Mrs. Holtzman lived with her daughter and her son-in-law in Danbury. Usually, her daughter picked her up, but tonight both of them were in New York at theater. Lucy suggested that they make up a bed on their couch, but David said, no, he'd drive her home. When Lucy protested that it was over an hour's drive round trip, David told her that he could use the time to clear his head.

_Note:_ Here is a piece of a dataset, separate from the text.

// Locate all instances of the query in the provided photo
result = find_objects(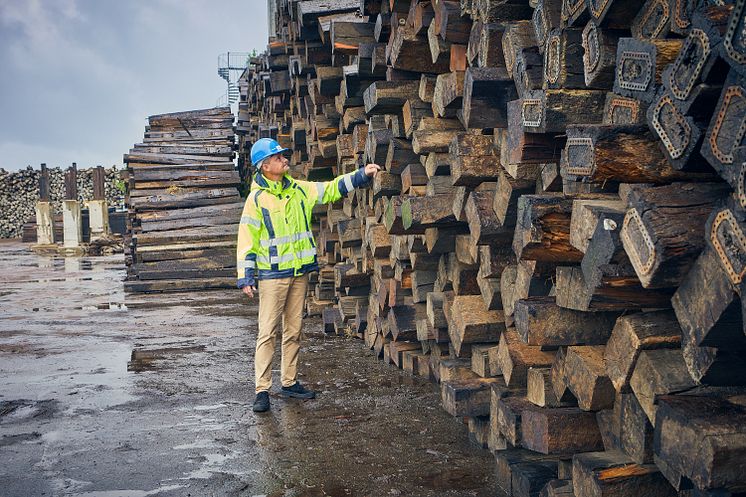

For the first few minutes, sitting beside David in the car, Mrs. Holtzman remained silent. Then she said, uncertainly, “Would it be all right for me to ask you a question, Rabbi?”

“Of course.”

But like most people who at last find their important point of reference, Mrs. Holtzman's question was preceded by a lengthy explanation. She herself was the daughter of a lower-middle-class Jewish family in Frankfurt. They had owned a notions shop and also sold some specialized fabrics, cheesecloth and netting and stiffening and inexpensive lace. It was a small business that provided no luxuries. They were a deeply religious family. “We suffered,” Mrs. Holtzman said, counting on her fingers, “Mama, Papa, my brother Hans, my sister Esther — all of them dead, murdered by the Nazis. I survived Dachau. Why? I don't know why, Rabbi. God decided. I must not question God's decisions. At night I pray. God of my fathers, God of Abraham, Isaac, and Jacob, I mourn the dead and I do not understand your favoring me, but I thank you. But my son-in-law, he has a different point of view. He won't set foot in a synagogue. His son will not be a
Bar Mitzvah.
I can't repeat the words he says about God, the names he calls him, and he says it doesn't matter, because he says there is no God. He says that even a stupid, sick God would not create such creatures as Hitler and Stalin. So I have to ask you, Rabbi, and I don't like to because it shows how weak my faith is, but still I must ask you.”